010110__010110
Over the last few days I’ve been working on some code that creates unique type identifiers for the types in your Rust programs. For scenarios where the intermediate LLVM code of multiple crates is merged into one compilation unit (as is the case when link-time optimization is enabled), LLVM needs a way of telling which type debuginfo is the same in both crates. This allows it to get rid of duplicate data. Also, when there is a conflict in the type identifiers (i.e. two different types have the same identifier) LLVM will abort with an assertion, an issue that has been poping up a few times lately. So I set out to create something that would solve this issue once and for all, a task that turned out to be more difficult, but also more interesting than I anticipated.
There are a few requirements the identifiers to be created must fulfill:
Equivalent types should result in equivalent IDs, different types must result in different IDs. I write ‘should’ here because in the first case, the worst that will happen is some debugging data redundancy, which is not desirable but also not the end of the world. The second case is much worse, as it may lead to corrupt debuginfo and LLVM crashes/assertions, if LLVM runs into it.

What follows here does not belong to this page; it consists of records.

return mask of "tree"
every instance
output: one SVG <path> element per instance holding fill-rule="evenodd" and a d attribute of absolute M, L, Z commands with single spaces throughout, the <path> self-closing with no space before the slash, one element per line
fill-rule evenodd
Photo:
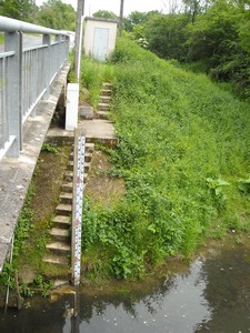
<path fill-rule="evenodd" d="M 128 18 L 124 19 L 126 31 L 132 31 L 136 26 L 143 26 L 154 14 L 160 14 L 160 12 L 157 10 L 149 12 L 132 11 Z"/>
<path fill-rule="evenodd" d="M 61 0 L 49 0 L 40 7 L 37 21 L 48 28 L 73 31 L 76 11 L 71 4 L 62 3 Z"/>
<path fill-rule="evenodd" d="M 187 24 L 184 14 L 153 16 L 144 29 L 149 49 L 161 58 L 182 61 L 188 53 Z"/>
<path fill-rule="evenodd" d="M 98 10 L 93 13 L 94 18 L 101 18 L 101 19 L 118 19 L 116 13 L 108 10 Z"/>
<path fill-rule="evenodd" d="M 37 10 L 32 0 L 0 0 L 0 14 L 22 21 L 33 21 L 32 13 Z"/>

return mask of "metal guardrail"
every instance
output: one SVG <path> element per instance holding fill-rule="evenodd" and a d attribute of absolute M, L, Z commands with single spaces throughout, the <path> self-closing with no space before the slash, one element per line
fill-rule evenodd
<path fill-rule="evenodd" d="M 50 85 L 69 54 L 69 37 L 59 30 L 0 16 L 4 52 L 0 53 L 0 160 L 19 157 L 23 124 L 36 105 L 48 98 Z M 24 33 L 42 34 L 38 47 L 23 48 Z M 54 36 L 52 40 L 51 36 Z"/>

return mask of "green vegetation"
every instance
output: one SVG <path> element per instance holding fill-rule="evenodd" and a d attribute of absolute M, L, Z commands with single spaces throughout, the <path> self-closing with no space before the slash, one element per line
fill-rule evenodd
<path fill-rule="evenodd" d="M 109 72 L 119 137 L 112 174 L 126 181 L 116 205 L 84 202 L 89 278 L 142 278 L 208 238 L 249 231 L 248 103 L 126 39 L 109 64 L 86 59 L 82 70 L 90 91 Z"/>
<path fill-rule="evenodd" d="M 47 151 L 47 152 L 51 152 L 53 154 L 59 154 L 59 150 L 57 147 L 51 145 L 50 143 L 43 143 L 41 151 Z"/>
<path fill-rule="evenodd" d="M 48 0 L 37 6 L 33 0 L 1 0 L 0 16 L 32 22 L 58 30 L 74 30 L 76 11 L 61 0 Z"/>
<path fill-rule="evenodd" d="M 0 44 L 4 44 L 4 33 L 0 32 Z"/>
<path fill-rule="evenodd" d="M 46 244 L 50 239 L 51 220 L 59 201 L 62 175 L 69 161 L 71 147 L 43 144 L 29 186 L 14 233 L 13 260 L 6 263 L 0 276 L 0 291 L 7 285 L 14 289 L 14 272 L 19 274 L 22 296 L 30 296 L 28 289 L 40 290 L 46 296 L 51 280 L 68 274 L 68 268 L 57 269 L 43 263 Z M 30 285 L 31 283 L 31 285 Z"/>
<path fill-rule="evenodd" d="M 250 98 L 248 1 L 183 0 L 169 14 L 133 12 L 124 27 L 159 57 L 198 62 L 213 80 L 230 81 L 239 95 Z"/>

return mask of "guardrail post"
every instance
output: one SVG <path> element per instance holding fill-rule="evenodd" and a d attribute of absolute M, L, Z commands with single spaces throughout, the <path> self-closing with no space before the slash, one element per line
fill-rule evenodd
<path fill-rule="evenodd" d="M 8 67 L 8 110 L 9 110 L 9 133 L 16 139 L 7 155 L 10 158 L 19 157 L 22 149 L 22 33 L 6 32 L 4 50 L 14 51 Z"/>
<path fill-rule="evenodd" d="M 50 97 L 50 46 L 51 46 L 51 38 L 50 34 L 43 34 L 42 37 L 42 43 L 47 44 L 47 49 L 44 52 L 44 75 L 46 75 L 46 93 L 43 95 L 43 99 L 49 99 Z"/>

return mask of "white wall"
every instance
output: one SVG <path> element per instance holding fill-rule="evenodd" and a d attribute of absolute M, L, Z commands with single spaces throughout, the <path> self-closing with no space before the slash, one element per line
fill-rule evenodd
<path fill-rule="evenodd" d="M 109 40 L 108 40 L 108 49 L 107 49 L 107 58 L 109 58 L 110 53 L 114 50 L 116 39 L 117 39 L 117 22 L 106 20 L 106 19 L 93 19 L 86 18 L 86 27 L 84 27 L 84 41 L 83 48 L 84 53 L 87 56 L 94 57 L 93 54 L 93 41 L 94 41 L 94 29 L 109 29 Z"/>

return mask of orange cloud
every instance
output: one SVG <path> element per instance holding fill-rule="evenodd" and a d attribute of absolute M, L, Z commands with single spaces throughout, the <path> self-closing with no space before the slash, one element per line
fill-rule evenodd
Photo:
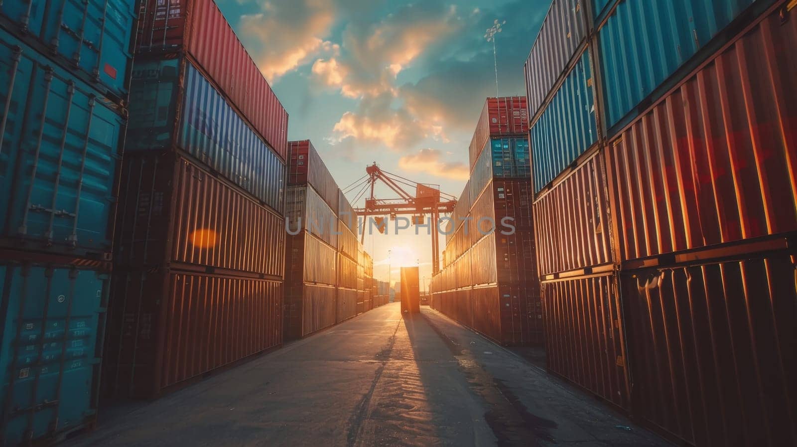
<path fill-rule="evenodd" d="M 444 154 L 437 149 L 421 149 L 417 154 L 398 159 L 398 167 L 413 172 L 426 172 L 454 180 L 467 180 L 468 165 L 462 162 L 446 161 Z"/>

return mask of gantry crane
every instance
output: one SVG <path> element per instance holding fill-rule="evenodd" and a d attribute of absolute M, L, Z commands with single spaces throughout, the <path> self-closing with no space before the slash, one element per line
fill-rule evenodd
<path fill-rule="evenodd" d="M 352 203 L 356 203 L 370 189 L 371 194 L 365 198 L 365 207 L 355 208 L 355 213 L 358 217 L 388 215 L 391 220 L 395 219 L 398 214 L 411 214 L 414 225 L 422 224 L 424 216 L 429 214 L 432 233 L 432 273 L 436 275 L 440 271 L 440 234 L 437 229 L 438 222 L 442 213 L 453 212 L 453 207 L 457 205 L 457 198 L 440 192 L 440 185 L 413 182 L 400 175 L 383 171 L 375 163 L 366 167 L 365 172 L 364 176 L 355 181 L 344 190 L 344 194 L 358 190 L 357 195 L 352 201 Z M 387 187 L 398 194 L 399 198 L 378 199 L 375 198 L 374 186 L 377 181 L 381 181 L 387 185 Z M 414 188 L 415 194 L 412 195 L 408 193 L 402 187 L 402 185 Z M 358 190 L 358 188 L 359 189 Z M 380 223 L 377 222 L 378 225 Z M 379 226 L 381 227 L 381 225 Z M 382 231 L 381 228 L 380 231 Z M 360 241 L 364 242 L 364 228 L 360 234 Z"/>

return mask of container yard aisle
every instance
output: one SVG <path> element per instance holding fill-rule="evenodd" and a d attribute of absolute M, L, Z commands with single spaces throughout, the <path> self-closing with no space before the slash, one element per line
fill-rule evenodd
<path fill-rule="evenodd" d="M 106 409 L 65 445 L 554 444 L 666 445 L 442 314 L 405 320 L 394 303 L 158 401 Z"/>

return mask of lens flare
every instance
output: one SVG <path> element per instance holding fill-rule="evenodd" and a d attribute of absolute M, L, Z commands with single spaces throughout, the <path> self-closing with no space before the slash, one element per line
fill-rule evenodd
<path fill-rule="evenodd" d="M 218 234 L 212 229 L 200 228 L 194 230 L 188 236 L 188 240 L 194 247 L 201 249 L 210 249 L 216 246 L 218 241 Z"/>

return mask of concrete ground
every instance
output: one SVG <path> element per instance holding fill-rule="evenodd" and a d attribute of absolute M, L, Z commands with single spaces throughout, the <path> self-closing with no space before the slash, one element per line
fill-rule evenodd
<path fill-rule="evenodd" d="M 669 445 L 422 309 L 405 320 L 390 304 L 159 400 L 100 409 L 66 445 Z"/>

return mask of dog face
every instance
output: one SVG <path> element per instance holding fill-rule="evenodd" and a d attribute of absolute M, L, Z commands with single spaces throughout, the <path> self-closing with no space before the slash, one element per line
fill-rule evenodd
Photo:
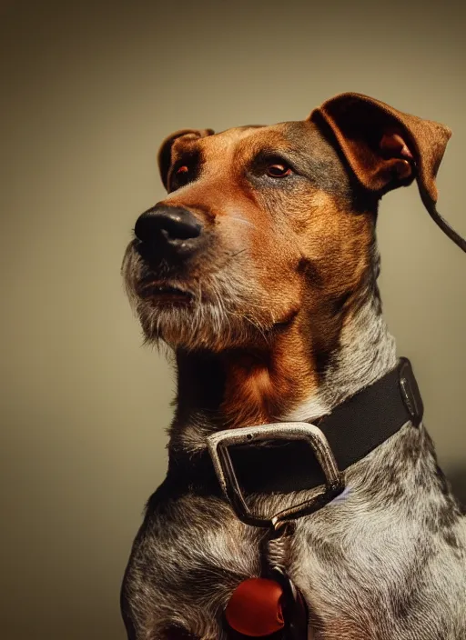
<path fill-rule="evenodd" d="M 138 219 L 123 265 L 147 341 L 218 353 L 294 325 L 314 353 L 331 350 L 375 285 L 380 196 L 416 163 L 435 195 L 449 136 L 439 129 L 431 152 L 435 124 L 345 96 L 302 122 L 167 138 L 167 197 Z"/>
<path fill-rule="evenodd" d="M 324 292 L 330 304 L 358 288 L 373 218 L 353 213 L 348 174 L 314 124 L 187 134 L 170 145 L 169 193 L 148 216 L 188 212 L 199 234 L 167 250 L 149 224 L 128 247 L 127 284 L 148 340 L 246 346 L 312 314 Z"/>

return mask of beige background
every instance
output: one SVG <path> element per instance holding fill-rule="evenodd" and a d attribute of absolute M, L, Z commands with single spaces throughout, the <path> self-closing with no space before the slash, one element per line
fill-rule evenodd
<path fill-rule="evenodd" d="M 164 475 L 173 380 L 140 346 L 119 266 L 163 195 L 166 135 L 369 94 L 451 127 L 439 208 L 466 235 L 464 10 L 381 5 L 2 5 L 5 640 L 124 637 L 119 584 Z M 464 469 L 466 256 L 414 186 L 385 198 L 380 244 L 390 326 L 442 464 Z"/>

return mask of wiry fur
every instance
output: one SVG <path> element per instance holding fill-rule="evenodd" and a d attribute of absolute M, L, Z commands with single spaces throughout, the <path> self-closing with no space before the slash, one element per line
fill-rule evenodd
<path fill-rule="evenodd" d="M 330 191 L 335 191 L 337 184 L 350 192 L 344 174 L 335 168 L 331 149 L 322 145 L 318 140 L 315 145 L 319 160 L 315 166 L 324 166 L 322 180 L 331 183 Z M 319 149 L 323 149 L 321 156 Z M 222 147 L 218 165 L 225 162 L 224 156 Z M 322 157 L 325 160 L 328 156 L 330 165 L 322 165 Z M 208 167 L 206 171 L 208 178 Z M 210 197 L 208 178 L 205 192 L 201 190 L 202 180 L 192 187 L 197 211 L 199 194 Z M 329 202 L 324 182 L 319 185 L 323 208 Z M 256 188 L 260 197 L 260 188 Z M 296 199 L 294 187 L 287 188 L 287 197 Z M 187 187 L 178 198 L 188 202 L 189 193 Z M 355 189 L 351 195 L 355 200 L 356 195 L 360 198 Z M 341 202 L 341 194 L 338 196 Z M 283 197 L 278 191 L 268 197 L 276 218 L 279 218 Z M 314 192 L 310 201 L 315 202 Z M 349 199 L 345 202 L 350 215 L 356 215 L 354 205 Z M 308 205 L 303 202 L 300 206 L 304 220 Z M 225 385 L 230 378 L 224 369 L 231 368 L 230 354 L 238 348 L 241 351 L 249 345 L 254 351 L 259 345 L 261 349 L 279 350 L 280 332 L 295 330 L 295 337 L 286 345 L 288 349 L 291 345 L 300 354 L 299 336 L 307 336 L 307 363 L 310 363 L 312 375 L 306 378 L 303 388 L 309 388 L 309 393 L 298 400 L 292 396 L 292 401 L 285 399 L 271 405 L 267 416 L 277 421 L 312 420 L 329 413 L 395 366 L 394 340 L 381 315 L 376 283 L 379 255 L 370 222 L 375 221 L 375 205 L 368 208 L 370 231 L 366 235 L 360 232 L 361 240 L 345 258 L 347 266 L 340 270 L 340 279 L 331 281 L 334 297 L 329 298 L 327 306 L 319 305 L 328 294 L 322 285 L 326 269 L 333 277 L 339 267 L 335 244 L 325 235 L 320 241 L 319 234 L 323 233 L 321 228 L 335 225 L 339 251 L 341 234 L 344 236 L 347 233 L 340 232 L 338 225 L 345 225 L 348 220 L 341 217 L 336 224 L 330 214 L 325 214 L 327 222 L 319 226 L 319 211 L 312 208 L 310 231 L 317 239 L 307 249 L 312 259 L 307 263 L 300 282 L 305 283 L 305 288 L 314 287 L 313 295 L 302 303 L 299 313 L 285 318 L 279 330 L 275 324 L 283 318 L 262 304 L 260 269 L 253 276 L 253 258 L 240 243 L 232 241 L 227 250 L 218 232 L 218 252 L 208 261 L 208 268 L 197 265 L 189 274 L 194 296 L 191 306 L 166 309 L 155 308 L 139 295 L 140 283 L 149 267 L 135 251 L 137 243 L 128 247 L 123 271 L 147 339 L 166 341 L 177 352 L 178 395 L 170 427 L 170 464 L 176 464 L 180 451 L 195 456 L 206 447 L 206 435 L 225 428 L 228 415 L 224 411 Z M 279 223 L 270 222 L 270 234 L 274 233 L 273 224 Z M 288 220 L 280 224 L 291 239 L 298 237 L 292 235 Z M 257 226 L 257 223 L 252 225 Z M 300 233 L 300 227 L 296 233 Z M 325 255 L 317 251 L 322 245 L 331 254 L 328 264 Z M 233 260 L 231 256 L 237 255 L 238 259 Z M 363 258 L 367 258 L 365 263 Z M 345 268 L 350 280 L 345 280 Z M 169 271 L 168 266 L 167 269 Z M 289 282 L 283 282 L 283 295 L 291 288 L 294 276 L 290 270 Z M 174 274 L 170 277 L 174 282 Z M 175 282 L 185 286 L 184 278 Z M 270 288 L 270 299 L 278 300 L 274 293 Z M 339 317 L 329 328 L 334 299 Z M 278 303 L 275 309 L 279 309 Z M 319 323 L 323 323 L 320 334 L 316 328 Z M 234 366 L 238 366 L 236 360 Z M 290 376 L 296 375 L 297 385 L 306 377 L 300 366 L 297 365 L 298 370 L 289 372 Z M 268 388 L 268 378 L 264 388 Z M 248 385 L 238 389 L 249 393 L 255 384 L 248 381 Z M 247 404 L 246 396 L 244 401 Z M 350 432 L 348 438 L 351 438 Z M 465 640 L 466 519 L 437 465 L 424 426 L 406 424 L 350 467 L 346 484 L 343 496 L 298 521 L 291 541 L 286 568 L 309 605 L 309 640 Z M 309 497 L 307 492 L 256 495 L 251 501 L 255 509 L 273 513 L 305 497 Z M 148 501 L 125 575 L 122 608 L 128 638 L 225 638 L 223 608 L 242 580 L 259 575 L 263 535 L 262 530 L 239 522 L 223 497 L 189 485 L 180 488 L 170 484 L 169 471 L 167 480 Z"/>

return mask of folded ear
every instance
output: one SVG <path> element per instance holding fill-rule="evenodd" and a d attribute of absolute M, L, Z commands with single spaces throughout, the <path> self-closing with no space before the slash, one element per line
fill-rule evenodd
<path fill-rule="evenodd" d="M 437 201 L 435 177 L 451 130 L 403 114 L 361 94 L 340 94 L 314 109 L 309 120 L 330 127 L 351 169 L 367 189 L 380 195 L 418 177 Z"/>
<path fill-rule="evenodd" d="M 173 143 L 177 138 L 184 137 L 187 138 L 203 138 L 206 135 L 212 135 L 214 134 L 213 129 L 180 129 L 180 131 L 176 131 L 171 135 L 168 135 L 160 145 L 157 155 L 158 161 L 158 170 L 160 171 L 160 177 L 166 189 L 168 188 L 168 172 L 171 166 L 171 150 Z"/>

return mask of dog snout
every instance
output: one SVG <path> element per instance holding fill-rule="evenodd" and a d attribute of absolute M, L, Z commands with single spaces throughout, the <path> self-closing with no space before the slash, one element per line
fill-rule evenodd
<path fill-rule="evenodd" d="M 199 245 L 202 225 L 187 209 L 156 205 L 139 215 L 135 235 L 153 255 L 186 255 Z"/>

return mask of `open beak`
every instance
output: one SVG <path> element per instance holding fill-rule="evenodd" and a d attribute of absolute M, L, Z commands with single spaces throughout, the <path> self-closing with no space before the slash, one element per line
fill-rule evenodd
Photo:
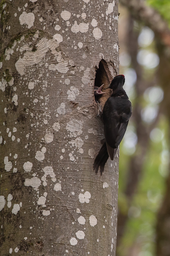
<path fill-rule="evenodd" d="M 101 91 L 101 89 L 102 89 L 103 86 L 104 85 L 104 84 L 103 84 L 102 85 L 101 85 L 97 90 L 94 90 L 94 92 L 96 93 L 99 94 L 104 94 L 104 93 L 106 93 L 106 92 L 103 92 Z"/>
<path fill-rule="evenodd" d="M 105 87 L 105 88 L 104 88 L 103 90 L 106 90 L 106 89 L 109 89 L 110 88 L 110 84 L 109 84 L 107 85 L 107 86 L 106 87 Z"/>

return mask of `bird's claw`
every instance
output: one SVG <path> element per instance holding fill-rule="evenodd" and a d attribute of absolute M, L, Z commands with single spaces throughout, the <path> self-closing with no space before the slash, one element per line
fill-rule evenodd
<path fill-rule="evenodd" d="M 102 115 L 102 114 L 103 114 L 101 108 L 101 106 L 100 104 L 98 102 L 98 101 L 96 101 L 96 102 L 97 105 L 97 108 L 98 108 L 97 111 L 97 116 L 99 116 L 99 117 L 101 117 Z"/>

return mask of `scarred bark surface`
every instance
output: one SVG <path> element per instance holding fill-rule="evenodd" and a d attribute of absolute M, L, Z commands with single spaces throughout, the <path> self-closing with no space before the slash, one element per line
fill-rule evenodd
<path fill-rule="evenodd" d="M 118 158 L 95 175 L 93 86 L 101 60 L 96 83 L 118 74 L 118 1 L 0 8 L 1 255 L 114 255 Z"/>

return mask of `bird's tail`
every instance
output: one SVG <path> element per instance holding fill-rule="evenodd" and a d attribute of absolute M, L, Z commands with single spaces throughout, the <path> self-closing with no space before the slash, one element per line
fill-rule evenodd
<path fill-rule="evenodd" d="M 99 169 L 100 167 L 100 175 L 102 175 L 104 172 L 104 168 L 106 163 L 109 158 L 109 155 L 107 150 L 107 147 L 106 142 L 102 145 L 98 155 L 95 158 L 93 164 L 93 169 L 95 171 L 96 174 L 98 172 Z"/>

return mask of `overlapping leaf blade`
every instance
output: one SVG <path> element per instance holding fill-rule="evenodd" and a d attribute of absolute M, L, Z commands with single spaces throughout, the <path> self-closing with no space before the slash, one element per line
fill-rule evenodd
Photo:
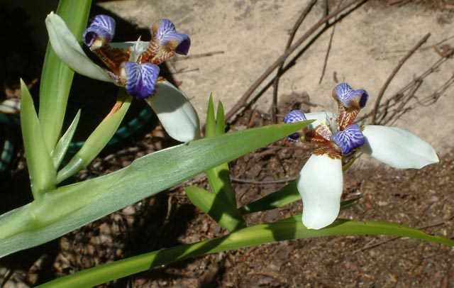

The identifier must be valid and unique across multiple crates, even though we do not know which crates this will be. rustc already now emits something into the unique identifier field, but it is only valid within the crate being currently compiled ― which is exactly what causes the assertion issue mentioned above. We need something that can reliably be reconstructed from information that is available to the compiler when pulling in LLVM intermediate code from other crates.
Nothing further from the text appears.